Imagine having to speak the spell you want
to cast, and using different wand movements to create variations on the spell (maybe the closer you are to a 'correct'
movement the more powerful it is, or maybe you can flick it in different directions to throw people about)."
Ben Droste from
Krome Studio sure makes a convincing pitch for the next Harry Potter film tie-in which, just
like the previous entries, will be "the darkest one yet."
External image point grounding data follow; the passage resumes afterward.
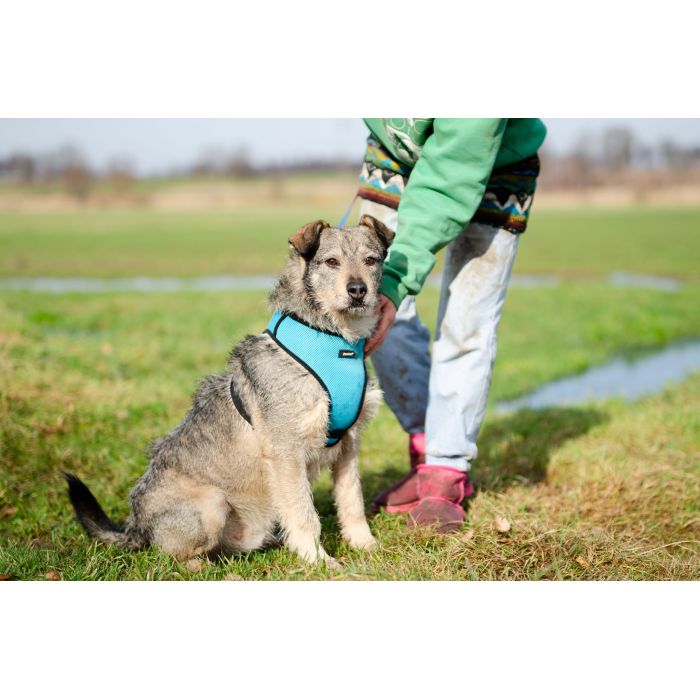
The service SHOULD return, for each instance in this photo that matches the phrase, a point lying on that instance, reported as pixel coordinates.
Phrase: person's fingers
(386, 318)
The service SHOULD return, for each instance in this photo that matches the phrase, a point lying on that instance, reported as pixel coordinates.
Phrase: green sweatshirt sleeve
(442, 195)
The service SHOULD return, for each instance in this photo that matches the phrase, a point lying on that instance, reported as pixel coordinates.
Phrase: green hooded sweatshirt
(450, 162)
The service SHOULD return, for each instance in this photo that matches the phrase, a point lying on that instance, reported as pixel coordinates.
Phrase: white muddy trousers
(445, 396)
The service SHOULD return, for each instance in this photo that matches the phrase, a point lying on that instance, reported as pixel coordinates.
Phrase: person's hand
(387, 313)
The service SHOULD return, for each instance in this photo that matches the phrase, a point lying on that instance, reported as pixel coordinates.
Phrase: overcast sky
(156, 145)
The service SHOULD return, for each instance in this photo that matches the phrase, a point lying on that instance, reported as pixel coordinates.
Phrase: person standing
(467, 185)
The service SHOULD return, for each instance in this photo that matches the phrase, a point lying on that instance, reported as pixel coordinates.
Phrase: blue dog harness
(338, 366)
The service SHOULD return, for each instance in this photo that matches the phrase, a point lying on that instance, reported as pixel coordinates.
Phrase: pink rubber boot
(441, 490)
(416, 456)
(432, 484)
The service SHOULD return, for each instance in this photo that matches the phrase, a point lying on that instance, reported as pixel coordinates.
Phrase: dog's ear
(383, 233)
(305, 240)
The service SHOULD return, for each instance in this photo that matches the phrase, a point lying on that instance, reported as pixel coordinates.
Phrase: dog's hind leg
(246, 530)
(185, 518)
(348, 498)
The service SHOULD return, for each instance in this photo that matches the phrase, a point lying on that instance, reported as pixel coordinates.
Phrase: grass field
(250, 240)
(610, 491)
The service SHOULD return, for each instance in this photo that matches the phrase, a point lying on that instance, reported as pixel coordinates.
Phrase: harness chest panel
(338, 366)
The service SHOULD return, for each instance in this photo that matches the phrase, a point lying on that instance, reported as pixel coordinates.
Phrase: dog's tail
(95, 520)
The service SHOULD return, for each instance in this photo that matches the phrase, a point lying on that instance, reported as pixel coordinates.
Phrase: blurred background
(134, 253)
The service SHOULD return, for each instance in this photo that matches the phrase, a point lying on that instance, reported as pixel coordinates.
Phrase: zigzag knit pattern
(506, 203)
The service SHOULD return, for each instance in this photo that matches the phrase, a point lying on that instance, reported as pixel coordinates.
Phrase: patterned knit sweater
(446, 173)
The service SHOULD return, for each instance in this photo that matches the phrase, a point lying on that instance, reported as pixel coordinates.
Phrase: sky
(154, 146)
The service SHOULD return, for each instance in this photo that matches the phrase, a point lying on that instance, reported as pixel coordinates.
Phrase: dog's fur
(219, 484)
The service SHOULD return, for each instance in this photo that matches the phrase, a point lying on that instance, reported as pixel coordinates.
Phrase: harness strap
(325, 356)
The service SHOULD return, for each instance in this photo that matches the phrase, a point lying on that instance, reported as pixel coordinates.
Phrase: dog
(239, 467)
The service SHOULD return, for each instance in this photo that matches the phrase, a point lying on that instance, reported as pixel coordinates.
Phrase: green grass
(104, 243)
(604, 492)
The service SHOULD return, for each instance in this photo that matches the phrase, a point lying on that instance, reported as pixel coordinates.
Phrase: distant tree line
(67, 168)
(613, 156)
(617, 156)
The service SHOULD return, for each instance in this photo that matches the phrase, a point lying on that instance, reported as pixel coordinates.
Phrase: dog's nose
(357, 289)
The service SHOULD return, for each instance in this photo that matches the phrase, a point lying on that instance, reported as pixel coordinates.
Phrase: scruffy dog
(242, 460)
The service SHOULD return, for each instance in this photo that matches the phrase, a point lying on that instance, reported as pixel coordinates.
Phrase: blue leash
(343, 221)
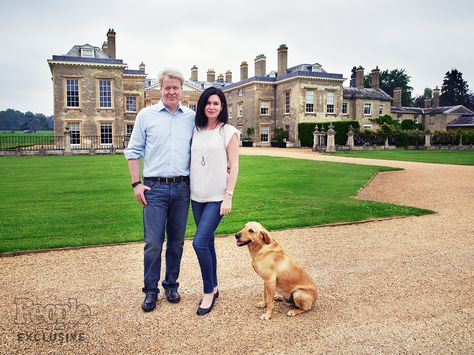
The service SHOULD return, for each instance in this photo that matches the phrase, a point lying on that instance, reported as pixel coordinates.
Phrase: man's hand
(139, 192)
(226, 205)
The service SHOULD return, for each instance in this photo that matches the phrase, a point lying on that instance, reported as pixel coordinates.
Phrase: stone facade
(95, 94)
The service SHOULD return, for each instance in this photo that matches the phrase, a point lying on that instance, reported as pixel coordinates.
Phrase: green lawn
(461, 157)
(50, 202)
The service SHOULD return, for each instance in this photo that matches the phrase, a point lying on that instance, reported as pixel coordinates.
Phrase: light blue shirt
(163, 139)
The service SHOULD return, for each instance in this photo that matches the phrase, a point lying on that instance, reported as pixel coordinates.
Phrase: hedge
(306, 129)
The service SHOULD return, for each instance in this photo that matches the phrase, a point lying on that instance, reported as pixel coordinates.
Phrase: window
(309, 101)
(106, 133)
(367, 108)
(345, 108)
(130, 103)
(264, 134)
(330, 102)
(72, 93)
(105, 93)
(265, 108)
(75, 130)
(87, 52)
(287, 102)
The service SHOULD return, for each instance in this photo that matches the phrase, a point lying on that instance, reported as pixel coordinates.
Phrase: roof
(458, 109)
(366, 93)
(462, 121)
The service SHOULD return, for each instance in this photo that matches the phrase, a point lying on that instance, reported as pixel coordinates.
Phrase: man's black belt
(168, 180)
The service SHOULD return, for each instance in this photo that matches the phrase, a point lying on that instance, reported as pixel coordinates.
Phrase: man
(162, 136)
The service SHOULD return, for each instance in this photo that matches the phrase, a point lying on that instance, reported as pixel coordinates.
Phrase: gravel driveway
(393, 286)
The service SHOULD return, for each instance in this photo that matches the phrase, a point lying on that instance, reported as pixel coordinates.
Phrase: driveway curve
(401, 285)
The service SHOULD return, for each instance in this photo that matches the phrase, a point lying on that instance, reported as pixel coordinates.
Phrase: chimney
(260, 65)
(244, 71)
(211, 76)
(375, 78)
(111, 43)
(360, 77)
(228, 76)
(282, 59)
(436, 97)
(194, 72)
(397, 97)
(105, 47)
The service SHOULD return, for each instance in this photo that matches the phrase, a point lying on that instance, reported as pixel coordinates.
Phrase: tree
(389, 80)
(454, 90)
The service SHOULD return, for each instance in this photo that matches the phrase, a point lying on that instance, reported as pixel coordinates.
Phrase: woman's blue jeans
(207, 217)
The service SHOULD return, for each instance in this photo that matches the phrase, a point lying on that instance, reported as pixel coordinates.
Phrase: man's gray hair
(170, 73)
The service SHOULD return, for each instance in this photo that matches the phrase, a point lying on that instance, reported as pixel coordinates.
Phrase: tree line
(13, 120)
(454, 90)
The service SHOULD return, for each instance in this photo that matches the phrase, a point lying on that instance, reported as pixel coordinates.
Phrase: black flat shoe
(172, 296)
(149, 303)
(202, 311)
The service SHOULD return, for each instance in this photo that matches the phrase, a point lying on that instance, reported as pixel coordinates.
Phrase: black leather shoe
(172, 296)
(149, 303)
(202, 311)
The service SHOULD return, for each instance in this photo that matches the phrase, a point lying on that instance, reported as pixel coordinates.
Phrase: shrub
(305, 131)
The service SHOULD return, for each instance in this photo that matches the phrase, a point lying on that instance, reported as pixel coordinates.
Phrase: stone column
(331, 143)
(350, 138)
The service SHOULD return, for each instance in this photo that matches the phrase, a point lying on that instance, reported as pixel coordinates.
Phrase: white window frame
(75, 133)
(72, 92)
(130, 103)
(345, 108)
(263, 134)
(309, 101)
(106, 134)
(369, 111)
(330, 97)
(105, 93)
(264, 108)
(287, 101)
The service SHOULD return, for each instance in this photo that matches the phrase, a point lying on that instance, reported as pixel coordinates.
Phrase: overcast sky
(426, 38)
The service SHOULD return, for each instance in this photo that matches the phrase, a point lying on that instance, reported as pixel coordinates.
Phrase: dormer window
(87, 52)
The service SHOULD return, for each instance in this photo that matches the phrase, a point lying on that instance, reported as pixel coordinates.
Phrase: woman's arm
(233, 164)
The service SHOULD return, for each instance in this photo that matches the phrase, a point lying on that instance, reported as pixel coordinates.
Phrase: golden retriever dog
(280, 273)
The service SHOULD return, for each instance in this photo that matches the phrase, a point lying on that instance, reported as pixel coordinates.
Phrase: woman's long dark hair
(201, 119)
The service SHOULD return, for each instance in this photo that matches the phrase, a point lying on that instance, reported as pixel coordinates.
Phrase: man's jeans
(207, 218)
(167, 208)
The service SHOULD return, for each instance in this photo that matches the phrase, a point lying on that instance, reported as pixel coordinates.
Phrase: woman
(214, 170)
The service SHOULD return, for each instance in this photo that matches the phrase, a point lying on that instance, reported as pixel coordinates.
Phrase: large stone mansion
(95, 94)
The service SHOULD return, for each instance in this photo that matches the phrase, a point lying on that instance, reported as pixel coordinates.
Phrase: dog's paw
(265, 316)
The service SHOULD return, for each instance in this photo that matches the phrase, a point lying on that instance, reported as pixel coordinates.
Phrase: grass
(460, 157)
(51, 202)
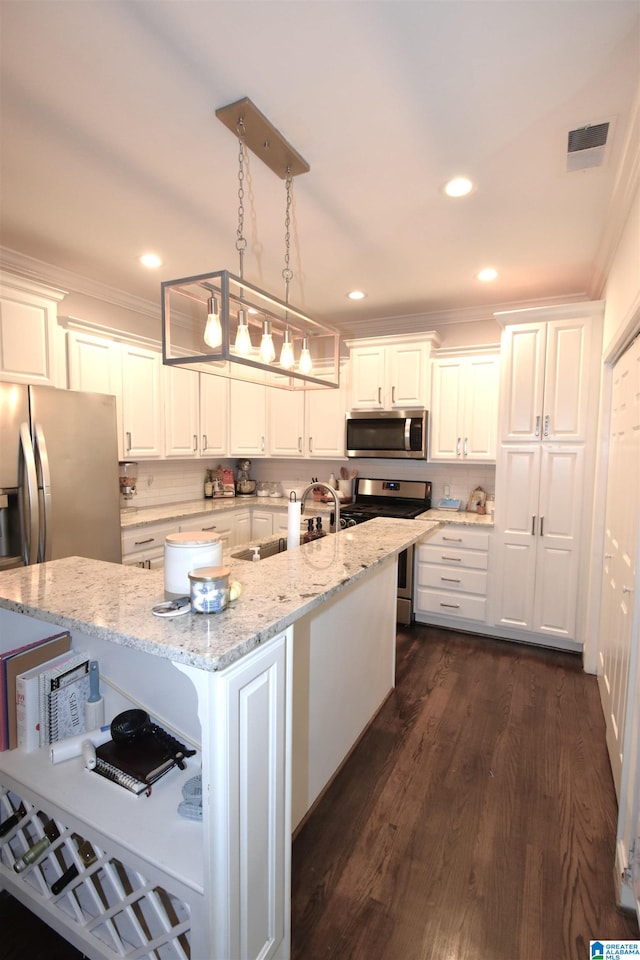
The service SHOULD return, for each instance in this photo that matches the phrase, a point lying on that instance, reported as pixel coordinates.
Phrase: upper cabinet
(29, 335)
(545, 380)
(389, 374)
(464, 408)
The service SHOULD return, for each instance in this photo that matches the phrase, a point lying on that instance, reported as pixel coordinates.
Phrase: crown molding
(46, 273)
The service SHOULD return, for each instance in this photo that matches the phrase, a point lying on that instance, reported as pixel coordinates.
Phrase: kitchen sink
(268, 549)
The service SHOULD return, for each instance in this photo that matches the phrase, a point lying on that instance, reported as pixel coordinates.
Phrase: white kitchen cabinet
(29, 337)
(181, 412)
(248, 422)
(464, 408)
(214, 415)
(162, 885)
(324, 431)
(94, 364)
(451, 576)
(389, 373)
(285, 422)
(142, 406)
(539, 489)
(545, 380)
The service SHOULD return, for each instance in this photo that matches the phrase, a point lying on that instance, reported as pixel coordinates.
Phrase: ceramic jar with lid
(185, 551)
(209, 589)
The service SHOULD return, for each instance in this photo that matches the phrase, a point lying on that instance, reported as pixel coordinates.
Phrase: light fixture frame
(183, 326)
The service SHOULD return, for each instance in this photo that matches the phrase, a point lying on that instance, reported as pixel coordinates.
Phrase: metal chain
(287, 273)
(241, 243)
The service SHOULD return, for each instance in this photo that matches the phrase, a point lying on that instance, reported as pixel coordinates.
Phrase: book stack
(43, 689)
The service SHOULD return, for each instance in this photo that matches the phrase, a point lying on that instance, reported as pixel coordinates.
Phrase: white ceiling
(111, 147)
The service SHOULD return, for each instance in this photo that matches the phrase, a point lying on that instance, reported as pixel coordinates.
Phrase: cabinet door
(214, 415)
(367, 378)
(523, 350)
(517, 486)
(94, 364)
(247, 407)
(558, 537)
(250, 807)
(447, 407)
(285, 422)
(481, 376)
(325, 413)
(181, 409)
(405, 379)
(566, 380)
(27, 335)
(141, 402)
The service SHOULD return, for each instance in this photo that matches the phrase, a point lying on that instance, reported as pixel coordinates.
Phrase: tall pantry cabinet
(544, 476)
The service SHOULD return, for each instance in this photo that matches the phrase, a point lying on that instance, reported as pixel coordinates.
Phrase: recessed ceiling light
(458, 187)
(487, 275)
(150, 260)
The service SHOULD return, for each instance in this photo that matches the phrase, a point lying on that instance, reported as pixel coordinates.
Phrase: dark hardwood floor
(475, 820)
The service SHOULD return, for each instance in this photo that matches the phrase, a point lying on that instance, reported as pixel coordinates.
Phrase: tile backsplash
(174, 481)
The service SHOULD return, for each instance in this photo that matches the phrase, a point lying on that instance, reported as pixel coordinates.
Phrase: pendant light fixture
(213, 329)
(210, 320)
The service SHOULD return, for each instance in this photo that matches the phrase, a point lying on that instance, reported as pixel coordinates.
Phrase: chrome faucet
(336, 500)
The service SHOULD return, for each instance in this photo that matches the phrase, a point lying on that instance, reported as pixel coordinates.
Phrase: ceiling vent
(585, 146)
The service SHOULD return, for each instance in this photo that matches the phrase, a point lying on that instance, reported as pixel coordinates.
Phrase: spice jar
(209, 589)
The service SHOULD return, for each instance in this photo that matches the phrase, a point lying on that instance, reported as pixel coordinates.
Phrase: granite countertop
(142, 516)
(459, 517)
(114, 601)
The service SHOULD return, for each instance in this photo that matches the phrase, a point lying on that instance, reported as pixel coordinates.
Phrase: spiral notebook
(135, 765)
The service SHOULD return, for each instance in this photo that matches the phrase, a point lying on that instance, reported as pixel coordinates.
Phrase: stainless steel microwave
(387, 434)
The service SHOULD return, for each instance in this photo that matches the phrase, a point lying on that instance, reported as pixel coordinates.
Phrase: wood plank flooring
(474, 821)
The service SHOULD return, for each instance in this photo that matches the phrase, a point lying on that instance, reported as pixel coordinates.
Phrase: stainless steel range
(400, 499)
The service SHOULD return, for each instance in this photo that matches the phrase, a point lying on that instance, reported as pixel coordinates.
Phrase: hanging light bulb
(213, 329)
(267, 349)
(305, 365)
(243, 343)
(287, 358)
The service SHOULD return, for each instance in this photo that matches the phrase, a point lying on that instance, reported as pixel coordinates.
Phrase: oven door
(404, 602)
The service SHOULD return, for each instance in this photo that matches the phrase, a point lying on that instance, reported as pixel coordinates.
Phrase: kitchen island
(273, 693)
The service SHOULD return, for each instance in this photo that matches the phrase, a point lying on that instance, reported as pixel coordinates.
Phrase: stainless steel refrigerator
(59, 478)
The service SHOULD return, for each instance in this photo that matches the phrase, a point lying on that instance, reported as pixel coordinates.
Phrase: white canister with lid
(186, 551)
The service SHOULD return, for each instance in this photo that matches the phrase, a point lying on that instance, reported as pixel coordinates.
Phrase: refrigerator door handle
(28, 510)
(44, 490)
Finally, the prize for most spot-on
comment goes to Johnnemann Nordhagen, who works for
SCEA of all companies. "
Trying to shoehorn
existing genres into the controller concept is not the exciting part of the new system, although I don't doubt we'll
see some excellent interpretations of things like RTS games. To me, the promise of the new controller is that it allows
new types of games." If the Revolution hosts nothing but old genres with new controller schemes, it wouldn't
exactly be living up to its namesake. The whole point of reinventing the controller is to allow for gameplay that
couldn't possibly work on traditional controllers. You know, like lightsaber duels.